Siegtreffer 28 Sekunden vor Schluss
Augsburg (DK) 28 Sekunden fehlten dem ERC Ingolstadt, um sich mit einer enormen Energieleistung und mindestens einem Punkt in die Länderspielpause zu retten. Doch dann sorgte Brian Roloff mit einem Powerplaytor für einen glücklichen 1:0-Sieg der Augsburger Panther und Wut im Lager der Oberbayern.

Gut abgewehrt: Der Augsburger Goalie Tyler Weiman pariert einen Schuss des Ingolstädters Kris Sparre (hinten) - Foto: Eibner
Was die Panther so erzürnte waren die letzten Minuten. Zwei berechtigte Strafzeiten hatte das aufopferungsvoll kämpfende ERC-Team bereits überstanden, da schickte Schiedsrichter Roland Aumüller auch noch Jeremy Reich wegen Haltens vom Eis und sorgte so für eine 5:3-Powerplaysituation für Augsburg. Diese überstanden die Ingolstädter zwar auch noch, doch als mit Timmy Pettersson nach Michel Periard und Reich auch noch ein dritter Verteidiger vom Eis musste, war es geschehen. Roloff kam frei an die Scheibe und schob zum glücklichen Siegtreffer ein.
So schnell können sich in der Deutschen Eishockey-Liga eben die Vorzeichen ändern. Spielten die Panther am 26. Dezember in Augsburg (2:3 n. V.) noch um die Tabellenführung, mussten sie gestern Abend darum kämpfen, den dritten Platz zu verteidigen. Und das unter erschwerten Bedingungen. Denn mit Thomas Greilinger (Leistenprobleme) zog bereits der fünfte ERC-Spieler ins Lazarett ein, so dass Trainer Rich Chernomaz nur noch drei Blöcke zur Verfügung standen.
Diese stellte der ERC-Coach gegenüber dem Freitagsspiel gegen Straubing (3:5) auch noch um, so dass ein runderneuertes Panther-Team im eisigen Curt-Frenzel-Stadion auflief. 4035 Unentwegte, darunter rund 150 Ingolstädter, genossen bei minus 12 Grad in der offenen Arena klassische Eishockey-Atmosphäre.

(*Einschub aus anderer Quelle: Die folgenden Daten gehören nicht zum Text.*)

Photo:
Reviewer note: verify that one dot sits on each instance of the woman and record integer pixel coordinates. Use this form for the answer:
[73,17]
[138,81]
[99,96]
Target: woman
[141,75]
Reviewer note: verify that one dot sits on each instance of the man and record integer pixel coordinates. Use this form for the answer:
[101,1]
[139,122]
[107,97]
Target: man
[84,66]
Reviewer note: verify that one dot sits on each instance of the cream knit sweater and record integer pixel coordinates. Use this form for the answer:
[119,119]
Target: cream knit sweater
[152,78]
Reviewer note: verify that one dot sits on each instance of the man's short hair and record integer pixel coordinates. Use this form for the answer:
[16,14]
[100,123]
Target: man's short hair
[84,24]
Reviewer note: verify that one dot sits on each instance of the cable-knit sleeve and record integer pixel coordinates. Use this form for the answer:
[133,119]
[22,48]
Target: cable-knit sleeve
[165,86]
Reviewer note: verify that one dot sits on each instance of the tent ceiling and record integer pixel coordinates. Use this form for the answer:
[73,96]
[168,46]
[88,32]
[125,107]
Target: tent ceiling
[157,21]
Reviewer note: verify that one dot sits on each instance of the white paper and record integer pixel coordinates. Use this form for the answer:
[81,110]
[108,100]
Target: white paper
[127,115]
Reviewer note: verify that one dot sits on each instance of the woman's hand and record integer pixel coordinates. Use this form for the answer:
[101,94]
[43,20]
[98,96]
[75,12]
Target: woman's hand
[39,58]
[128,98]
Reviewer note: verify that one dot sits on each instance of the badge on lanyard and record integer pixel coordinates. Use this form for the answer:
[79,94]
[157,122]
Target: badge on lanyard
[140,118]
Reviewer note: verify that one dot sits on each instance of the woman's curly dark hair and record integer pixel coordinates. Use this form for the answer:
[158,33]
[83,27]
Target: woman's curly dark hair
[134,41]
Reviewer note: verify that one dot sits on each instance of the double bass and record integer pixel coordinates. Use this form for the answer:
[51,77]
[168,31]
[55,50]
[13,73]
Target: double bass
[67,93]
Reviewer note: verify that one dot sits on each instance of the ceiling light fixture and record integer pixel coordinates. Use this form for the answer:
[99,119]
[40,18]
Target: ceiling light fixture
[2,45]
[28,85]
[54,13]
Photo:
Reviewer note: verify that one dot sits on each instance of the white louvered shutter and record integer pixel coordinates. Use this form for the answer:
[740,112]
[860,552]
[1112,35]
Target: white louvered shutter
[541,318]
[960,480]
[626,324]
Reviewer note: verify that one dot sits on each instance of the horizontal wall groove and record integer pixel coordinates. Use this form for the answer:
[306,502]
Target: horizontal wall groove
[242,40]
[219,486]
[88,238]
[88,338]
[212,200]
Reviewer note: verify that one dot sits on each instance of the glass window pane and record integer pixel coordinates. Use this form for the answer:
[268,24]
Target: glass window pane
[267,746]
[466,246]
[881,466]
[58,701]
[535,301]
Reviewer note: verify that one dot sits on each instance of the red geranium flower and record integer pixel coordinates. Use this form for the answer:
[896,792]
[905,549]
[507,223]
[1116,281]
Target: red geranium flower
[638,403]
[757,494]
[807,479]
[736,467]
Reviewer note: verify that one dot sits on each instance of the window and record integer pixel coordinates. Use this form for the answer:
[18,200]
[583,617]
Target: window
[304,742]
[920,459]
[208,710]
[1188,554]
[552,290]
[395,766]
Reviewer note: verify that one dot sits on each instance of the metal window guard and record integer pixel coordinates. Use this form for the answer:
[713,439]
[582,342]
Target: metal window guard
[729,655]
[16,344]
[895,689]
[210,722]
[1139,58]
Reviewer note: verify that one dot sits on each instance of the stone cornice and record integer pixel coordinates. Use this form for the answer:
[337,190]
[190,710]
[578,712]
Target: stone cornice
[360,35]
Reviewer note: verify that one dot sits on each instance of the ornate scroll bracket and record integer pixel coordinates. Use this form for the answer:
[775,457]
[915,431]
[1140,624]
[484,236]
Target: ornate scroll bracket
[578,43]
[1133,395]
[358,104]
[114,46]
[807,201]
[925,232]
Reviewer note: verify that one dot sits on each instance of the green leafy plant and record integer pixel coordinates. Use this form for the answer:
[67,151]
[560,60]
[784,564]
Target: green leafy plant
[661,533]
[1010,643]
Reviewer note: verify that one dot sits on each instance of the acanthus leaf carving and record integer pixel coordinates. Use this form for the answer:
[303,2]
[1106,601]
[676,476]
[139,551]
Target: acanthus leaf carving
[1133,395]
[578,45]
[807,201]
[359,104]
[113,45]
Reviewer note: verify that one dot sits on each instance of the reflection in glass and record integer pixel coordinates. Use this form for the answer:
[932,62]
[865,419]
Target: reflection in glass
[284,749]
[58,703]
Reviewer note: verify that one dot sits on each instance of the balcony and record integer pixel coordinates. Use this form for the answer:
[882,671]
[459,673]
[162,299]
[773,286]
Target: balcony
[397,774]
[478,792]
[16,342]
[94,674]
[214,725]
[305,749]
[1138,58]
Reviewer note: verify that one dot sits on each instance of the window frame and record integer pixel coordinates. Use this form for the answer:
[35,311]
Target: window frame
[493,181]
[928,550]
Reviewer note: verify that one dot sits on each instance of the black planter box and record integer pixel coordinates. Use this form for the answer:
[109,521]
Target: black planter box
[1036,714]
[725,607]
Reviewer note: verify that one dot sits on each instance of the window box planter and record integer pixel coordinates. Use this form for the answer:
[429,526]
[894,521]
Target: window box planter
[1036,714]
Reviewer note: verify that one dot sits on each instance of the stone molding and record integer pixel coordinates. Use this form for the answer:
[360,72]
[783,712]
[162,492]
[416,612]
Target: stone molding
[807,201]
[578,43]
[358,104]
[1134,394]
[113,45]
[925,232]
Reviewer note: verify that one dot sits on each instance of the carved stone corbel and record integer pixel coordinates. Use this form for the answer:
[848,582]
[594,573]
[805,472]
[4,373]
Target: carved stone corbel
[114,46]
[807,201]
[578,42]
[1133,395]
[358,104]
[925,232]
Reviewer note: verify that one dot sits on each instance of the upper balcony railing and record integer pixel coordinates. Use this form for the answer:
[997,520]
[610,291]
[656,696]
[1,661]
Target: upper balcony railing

Auf dem Eis gingen die Gastgeber entsprechend aggressiv zur Sache und drängten die Oberbayern zehn Minuten lang in deren Defensivzone. Janka stand einige Male im Brennpunkt, doch meisterte er gemeinsam mit seinen Vorderleuten alle brenzligen Situationen.
Die Panther hatten nur wenige Gelegenheiten, dafür aber sehr gute. Sparre (13.) lief ebenso alleine auf AEV-Goalie Tyler Weiman zu wie Rick Girard (18.), doch scheiterten beide am Torwart.
Den meisten Applaus gab es im ersten Drittel allerdings für Max Fedra. Der 56-jährige AEV-Manager war erstmals seit seinem schweren Herzinfarkt im vergangenen Oktober wieder im Stadion und wurde mit Sprechchören gefeiert.
Der zweite Abschnitt verlief wesentlich ausgeglichener, phasenweise waren sogar die Panther, bei denen der in dieser Saison nicht überzeugende Joe Motzko mit einer engagierten Leistung herausstach, die überlegene Mannschaft. Vor allem, als sie sich bei Fünf gegen Fünf über eine Minute in der Verteidigungszone der Gastgeber festsetzen konnten – am Ende jedoch ohne Erfolg. Bester Mann auf dem Eis war allerdings ERC-Goalie Janka. Der 31-Jährige rettete gegen John Zeiler (30.) und Brian Roloff (32.) bravourös und hatte das Glück auf seiner Seite, dass Schiedsrichter Aumüller 30 Sekunden vor der Drittelpause den Videobeweis bemühte und einen Treffer von AEV-Neuzugang Cam Paddock nicht anerkannte.
Die Augsburger Fans hatten nun ihren Sündenbock, und die Gastgeber kehrten mit Wut im Bauch aus der Pause zurück. Das Team von Trainer Larry Mitchell rannte an, doch bei Janka war stets Endstation. Und einmal war auch Glück dabei, als T.J. Treveylan nur das Gestänge traf. Doch dann kamen noch die turbulenten Schlussminuten mit dem dicken Ende.
Jetzt haben die Panther fünf Tage trainingsfrei, um diese Partie aus den Köpfen zu bekommen. Nach der Länderspielpause geht es dann am 14. Februar beim Schlusslicht Hannover weiter.